Need help with the cachet maker


  • 19 Comments sorted by Votes Date Added
  • It's a U523 FDC. Can anyone tell me who made this cover. Thanks Richard
  • Not being able to examine the cachet closely, I think I would have to say that this is a latter-day 'add-on' cachet, with the bas-relief image of Washington applied recently to a blank FDC by a contemporary collector with a computer printer.

    This happens a lot these days. The American First Day Cover Society has long urged cachetmakers to include a notation on the reverse of the cover that the cachet is an 'add-on' and not "of the period" with the date of issue, when they do something like this to increase the value of a previously uncacheted FDC. Not all do!

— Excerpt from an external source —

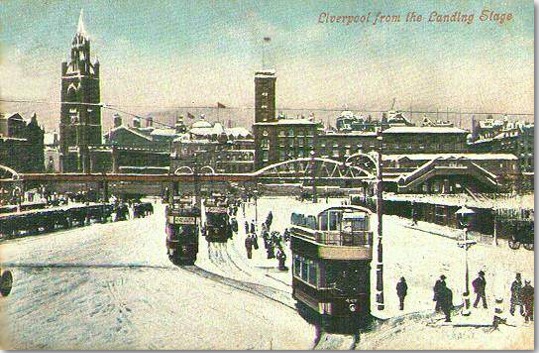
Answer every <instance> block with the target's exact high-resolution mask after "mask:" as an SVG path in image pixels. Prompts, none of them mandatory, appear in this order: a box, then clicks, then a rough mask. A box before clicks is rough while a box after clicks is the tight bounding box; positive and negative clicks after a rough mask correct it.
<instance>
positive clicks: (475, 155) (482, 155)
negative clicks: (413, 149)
mask: <svg viewBox="0 0 539 353" xmlns="http://www.w3.org/2000/svg"><path fill="white" fill-rule="evenodd" d="M403 158H407V159H409V160H414V161H427V160H432V159H436V158H441V159H449V158H466V159H470V160H475V161H479V160H517V159H518V157H517V156H515V155H514V154H510V153H438V154H436V153H413V154H384V155H382V159H383V160H387V161H398V160H400V159H403Z"/></svg>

    It's pretty unlikely that any cachetmaker in 1932 was using full-color process printing for their cachets. :wink:
  • The vignette Is brass.
  • I beleve the cancel is correct. like you said probably added on later . Thanks Richard
  • "The vignette Is brass."

    Really??! I'm surprised! It must not be very thick . . . or maybe they were created that way so the FDC could be used as a paperweight!

    I've never seen one like that -- is it glued to the envelope, or visible through a 'window' cut in the paper? I couldn't tell from your scan that it was actually three-dimensional!
  • Its glued on and about as thin or thick as a old razor blade. Thicker than foil stamps.
  • It looks like it was on when it was canceled2
  • That's sure interesting!! I'm going to show your scan to a couple of Classic Era Specialists that I know and see if they are familiar with this cachetmaker.

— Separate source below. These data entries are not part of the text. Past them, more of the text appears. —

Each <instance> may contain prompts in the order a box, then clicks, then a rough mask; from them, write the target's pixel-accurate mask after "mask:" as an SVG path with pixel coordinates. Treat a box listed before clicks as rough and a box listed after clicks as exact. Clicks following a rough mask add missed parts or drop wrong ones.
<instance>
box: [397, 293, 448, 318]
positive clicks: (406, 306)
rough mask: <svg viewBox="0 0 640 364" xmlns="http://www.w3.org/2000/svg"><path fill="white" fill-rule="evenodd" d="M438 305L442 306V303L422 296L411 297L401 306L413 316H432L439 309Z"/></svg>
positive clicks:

    I'd love to know his identity as much as you would! :smiley:
  • I asked on another message board frequented by many astute fdc luck yet....
  • Thank you for the reply's I'm having fun going through my old covers.
    Keep on Stamping
  • From John White of the AFDCS:

    "55049.2 in reply to 55049.1

    This item is listed in the Planty FDC Catalog as U523 P10, and Unknown. The caption reads:
    "Embossed bronze label plaque-like design with right profile bust of Washington, banner below."'
  • Thank you. Nice it a real FDC Thank you All for the help
  • This is an example of "foil embossing" - a close relative of steel die engraving (Artcraft and HF). In addition to an embossing die, heat and a thin colored foil is added to the procedure. Tremendous pressure and a heated die are applied to the paper along with a thin foil. When the pressure is released the foil stays attached to the paper where ever the die and heat were applied. It is an old procedure using modified letterpress equipment. Many cachet makers used it in the glory days of FDCs sometimes without foil (blind embossing). The raised part can go the other way making the front side a bunch of "dents" this is called debossing and foil can sometimes be used for this too with not so great results.
  • Thanks for that information, Wayne! It makes much more sense in this case than someone pouring tiny and thin bronze 'badges' and gluing them to the envelopes!

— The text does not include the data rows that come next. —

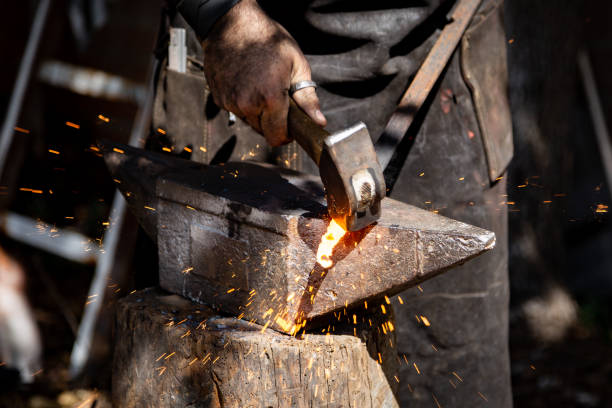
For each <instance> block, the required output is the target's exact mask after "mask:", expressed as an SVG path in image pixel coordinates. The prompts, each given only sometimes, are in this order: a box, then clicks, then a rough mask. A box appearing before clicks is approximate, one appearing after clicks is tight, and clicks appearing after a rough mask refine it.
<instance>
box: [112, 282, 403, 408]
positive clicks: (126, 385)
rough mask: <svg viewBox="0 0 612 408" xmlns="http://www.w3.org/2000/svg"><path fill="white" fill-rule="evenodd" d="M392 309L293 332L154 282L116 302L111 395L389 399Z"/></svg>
mask: <svg viewBox="0 0 612 408" xmlns="http://www.w3.org/2000/svg"><path fill="white" fill-rule="evenodd" d="M385 305H386V304H385ZM385 305H383V306H385ZM383 311H384V314H383ZM390 316H391V310H390V305H386V308H384V307H383V308H381V307H380V305H377V306H376V307H374V305H370V307H369V309H368V310H364V308H362V310H361V311H347V310H345V311H343V312H340V313H338V314H337V315H335V316H333V315H332V316H331V317H330V319H331V320H330V323H331V324H329V328H328V327H324V328H323V329H321V328H319V329H317V333H319V334H313V333H312V332H310V333H306V334H303V335H302V336H301V337H300V338H296V337H291V336H288V335H285V334H280V333H278V332H276V331H274V330H271V329H266V328H264V327H262V326H259V325H257V324H255V323H250V322H247V321H244V320H240V319H236V318H228V317H221V316H218V315H217V314H216V313H215V312H214V311H213V310H211V309H209V308H208V307H206V306H204V305H201V304H197V303H193V302H191V301H189V300H187V299H184V298H181V297H179V296H176V295H169V294H166V293H165V292H162V291H161V290H159V289H146V290H144V291H141V292H136V293H134V294H132V295H130V296H128V297H126V298H125V299H123V300H121V301H120V302H119V305H118V308H117V323H116V333H115V339H116V340H115V358H114V370H113V390H112V394H113V403H114V405H115V406H117V407H128V408H129V407H149V406H155V407H162V408H164V407H187V406H188V407H319V406H325V407H396V406H397V402H396V398H395V396H394V390H395V389H396V388H397V387H396V386H397V382H396V381H397V377H395V376H396V375H397V374H396V373H397V368H398V361H397V357H396V355H397V353H396V350H395V348H394V347H395V337H394V328H393V323H392V318H391V317H390ZM355 322H356V324H355ZM390 322H391V323H390ZM323 331H324V332H327V333H328V334H325V335H323V334H320V333H322V332H323Z"/></svg>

    I am familiar with embossing, but not with the use of a 'bronze' foil, as this cachet was described. And I am a bit surprised to see that the reverse of the envelope, in the image that Richard W. posted, does not show the imprint of the embossing.

    I can't think of enough examples that I have seen to support your statement that "Many cachetmakers used it . . " Could you give us some examples?
  • edited November 2019 0 LikesVote Down
    A better way to say it is that examples appear many times. Artcraft, Artmaster, Fleetwood (early ones), House of Farnam are all cachet makers who produced engraved covers. Since the process is similar (ink rather than foil), blind embossing (no foil at all) can be included. Sometimes the effect is lost, other times you can feel it along with the engraving ridges.
    Blind embossing appears on stamps along with foil embossing too - mostly Sand Dunes and stamp factory nations. For one close to home check out the recent Transcontinental Railroad issue from the US and the less recent Woodstock issue.

    The reverse of the envelope does not show a "deboss' probably because the envelope was produced on a flat sheet then die cut, folded and glued afterwards. that eliminates the back showing anything and eliminates any registration problems for additional printing.

    Maybe because of my background or some other mental deficiency, but I love to examine a cover and discover just HOW it was produced.
  • "The reverse of the envelope does not show a "deboss' probably because the envelope was produced on a flat sheet then die cut, folded and glued afterwards."

    But this is a Post Office Dept. Stamped Envelope, so that can't be true, can it? The postal stationery envelope was sold over the counter already formed.

    Are you suggesting the envelope might have been 'exploded', then embossed by the cachetmaker, then reformed? I suppose that's possible --- maybe Richard Willis can let us know if there is 'debossing' on the inside of the front of the envelope! :wink:

  • EEK! It is possible it was done that way, but litterally thousands would have to have been purchased, produced.
    Looking closely at the image (as I should have done originally) you can see a slight indent on the back of the envelope.
    It is faint, but there. If the OP would like to give it to me, I can tell for sure then :).
  • If you look inside of the envelope you can see the indent better it's there. but I think it's more the way it's pressed on. its not foil. Its a Embossed bronze label plaque-like design you could cut your finger on the edge.